Hamid Albar, utusan khusus OKI untuk Myanmar mengatakan, lembaga Islam ini harus segera mengambil langkah untuk menyelesaikan krisis Muslim Rohingya di Myanmar mengingat ini sudah bukan lagi masalah dalam negeri. Pernyataan ini mengemuka terkait Muslim Myanmar, di saat masyarakat dunia sebelumnya telah menyaksikan genosida etnis dan agama di Kamboja dan Rwanda. Namun masyarakat dunia hanya menjadi pemirsa krisis tersebut.
Sepatutnya 57 anggota OKI bersama dengan PBB, menetapkan sebuah mekanisme khusus untuk menekan pemerintah Myanmar agar segera menghentikan gelombang kekerasan terhadap Muslim Rohingya. Ini merupakan harapan umat Islam sedunia dari lembaga-lembaga internasional untuk mengakhiri penderitaan warga Muslim Rohingya.

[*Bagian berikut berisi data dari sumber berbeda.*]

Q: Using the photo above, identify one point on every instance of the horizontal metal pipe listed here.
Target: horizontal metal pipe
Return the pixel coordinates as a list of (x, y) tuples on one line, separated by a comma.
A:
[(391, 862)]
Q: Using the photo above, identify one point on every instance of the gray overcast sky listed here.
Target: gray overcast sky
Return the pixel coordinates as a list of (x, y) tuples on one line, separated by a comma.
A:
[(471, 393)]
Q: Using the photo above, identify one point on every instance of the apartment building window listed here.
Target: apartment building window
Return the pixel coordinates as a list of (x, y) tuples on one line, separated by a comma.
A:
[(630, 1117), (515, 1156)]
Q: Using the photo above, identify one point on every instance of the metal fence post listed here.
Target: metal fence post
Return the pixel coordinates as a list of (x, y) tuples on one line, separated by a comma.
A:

Lantas apa pengaruh Aung San Suu Kyi untuk wajib menertibkan pihak militer Mynmar yang brutral dan sontoloyo dengan melakukan pembantaian terhadap muslim Rohingya. Katanya Suu Kyi menjabat sebagai sebagai State Counsellor atau penasihat negara yang juga pemimpin NLD, partai yang berkuasa di Myanmar. Namun, mengapa Suu Kyi hjanya diam saja seribu bahasa. Bagaimana pula dengan Penghargaan Nobel Perdamaian yang diterima Suu Kyi, apakah dicabut atau dieliminir saja?! (Red)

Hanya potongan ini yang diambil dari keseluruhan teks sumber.